Ali’s numerous accomplishments at the University of Victoria and his contributions to the city’s business landscape speak to the legacy he leaves behind. During his decade as dean at Gustavson, he launched the PhD and master of global business degree programs, initiated partnerships with more than 90 universities in 47 countries, doubled the student enrolment, ensured the earning of the prestigious AACSB and EQUIS accreditations for the school, and sharpened the emphasis on sustainability as a key value.

The naming of the business school as the Gustavson School and the graduate school as the Gill Graduate School topped an extraordinary run of building the institution.

In terms of his contributions to the city, Ali championed a close engagement with the business community in Victoria and brought their needs and interests to bear on the school’s educational foci. The advisory board and the mentorship program that he created allowed community leaders to connect with students and researchers, and he built a broad coalition of advocates for outstanding business education in Victoria that was noted regionally, nationally and internationally.
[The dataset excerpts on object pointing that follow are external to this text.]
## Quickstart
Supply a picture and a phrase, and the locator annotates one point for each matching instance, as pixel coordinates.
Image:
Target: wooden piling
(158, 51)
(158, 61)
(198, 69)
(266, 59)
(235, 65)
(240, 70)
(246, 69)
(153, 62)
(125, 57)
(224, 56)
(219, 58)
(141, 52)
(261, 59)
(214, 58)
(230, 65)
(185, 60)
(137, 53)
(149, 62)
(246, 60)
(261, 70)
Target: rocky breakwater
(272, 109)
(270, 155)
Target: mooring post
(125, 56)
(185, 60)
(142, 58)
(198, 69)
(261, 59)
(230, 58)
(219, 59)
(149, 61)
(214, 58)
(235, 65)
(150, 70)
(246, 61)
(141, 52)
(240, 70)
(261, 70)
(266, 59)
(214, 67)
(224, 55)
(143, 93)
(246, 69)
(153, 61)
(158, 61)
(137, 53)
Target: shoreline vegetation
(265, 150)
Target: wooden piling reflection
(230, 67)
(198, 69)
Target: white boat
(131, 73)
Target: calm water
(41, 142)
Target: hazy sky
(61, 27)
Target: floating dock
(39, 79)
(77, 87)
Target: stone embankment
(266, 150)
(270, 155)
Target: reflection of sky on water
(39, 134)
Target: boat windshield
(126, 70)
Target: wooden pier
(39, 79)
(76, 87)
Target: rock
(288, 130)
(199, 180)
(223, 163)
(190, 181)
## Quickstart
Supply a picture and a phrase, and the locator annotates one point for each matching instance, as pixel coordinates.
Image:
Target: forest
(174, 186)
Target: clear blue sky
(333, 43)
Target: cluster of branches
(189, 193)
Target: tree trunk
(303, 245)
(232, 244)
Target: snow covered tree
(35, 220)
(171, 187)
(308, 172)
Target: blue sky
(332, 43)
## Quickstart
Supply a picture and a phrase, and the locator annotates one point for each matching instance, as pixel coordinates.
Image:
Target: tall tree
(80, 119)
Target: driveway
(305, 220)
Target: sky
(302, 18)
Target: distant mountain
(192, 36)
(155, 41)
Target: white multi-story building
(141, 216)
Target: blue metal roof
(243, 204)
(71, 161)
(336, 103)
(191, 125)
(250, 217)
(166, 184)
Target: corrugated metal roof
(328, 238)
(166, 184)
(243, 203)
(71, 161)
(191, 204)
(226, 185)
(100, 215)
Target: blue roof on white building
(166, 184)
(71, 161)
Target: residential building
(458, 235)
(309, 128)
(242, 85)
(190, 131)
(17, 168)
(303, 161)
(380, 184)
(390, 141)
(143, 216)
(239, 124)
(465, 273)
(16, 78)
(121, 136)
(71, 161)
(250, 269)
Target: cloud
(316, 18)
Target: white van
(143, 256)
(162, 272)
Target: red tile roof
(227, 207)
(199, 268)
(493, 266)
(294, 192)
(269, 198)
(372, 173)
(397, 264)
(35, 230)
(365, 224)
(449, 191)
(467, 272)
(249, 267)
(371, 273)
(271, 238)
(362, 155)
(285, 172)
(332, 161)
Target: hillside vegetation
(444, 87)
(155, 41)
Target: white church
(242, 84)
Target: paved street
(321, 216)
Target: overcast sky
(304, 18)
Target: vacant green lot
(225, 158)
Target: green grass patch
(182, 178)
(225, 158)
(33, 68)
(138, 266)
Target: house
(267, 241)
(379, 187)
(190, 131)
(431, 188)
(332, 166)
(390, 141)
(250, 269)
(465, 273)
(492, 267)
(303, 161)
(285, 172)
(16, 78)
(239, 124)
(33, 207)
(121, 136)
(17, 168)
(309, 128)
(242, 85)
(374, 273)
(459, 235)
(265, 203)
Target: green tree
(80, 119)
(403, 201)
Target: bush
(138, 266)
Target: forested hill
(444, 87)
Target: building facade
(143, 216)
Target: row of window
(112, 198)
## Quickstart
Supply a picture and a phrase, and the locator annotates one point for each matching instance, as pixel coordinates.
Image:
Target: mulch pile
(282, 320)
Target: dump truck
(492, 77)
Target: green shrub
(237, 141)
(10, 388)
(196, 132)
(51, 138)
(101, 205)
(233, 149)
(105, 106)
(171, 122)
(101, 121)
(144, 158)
The Distinguished Entrepreneur of the Year (DEYA) award and dinner event that he initiated continues as a pre-eminent event in Victoria and draws over 600 members of the business community annually. The DEYA Award has come to be regarded as a major recognition and celebration of the success and contribution of business leaders across the country. His engagement and dedication earned him enthusiastic support, adoration and commitment of the business community.

Ali’s impact continues to be seen throughout the school, university and community in ways large and small. We are inexpressibly grateful for the genuine servant leadership, ambitious vision, and innovative perspectives Ali brought to Victoria. We mourn his loss and celebrate his leadership and friendship — he will be deeply missed but his legacy will endure.

Professor A.R. (Elango) Elangovan and Dean Saul Klein are with the Gustavson School of Business, University of Victoria.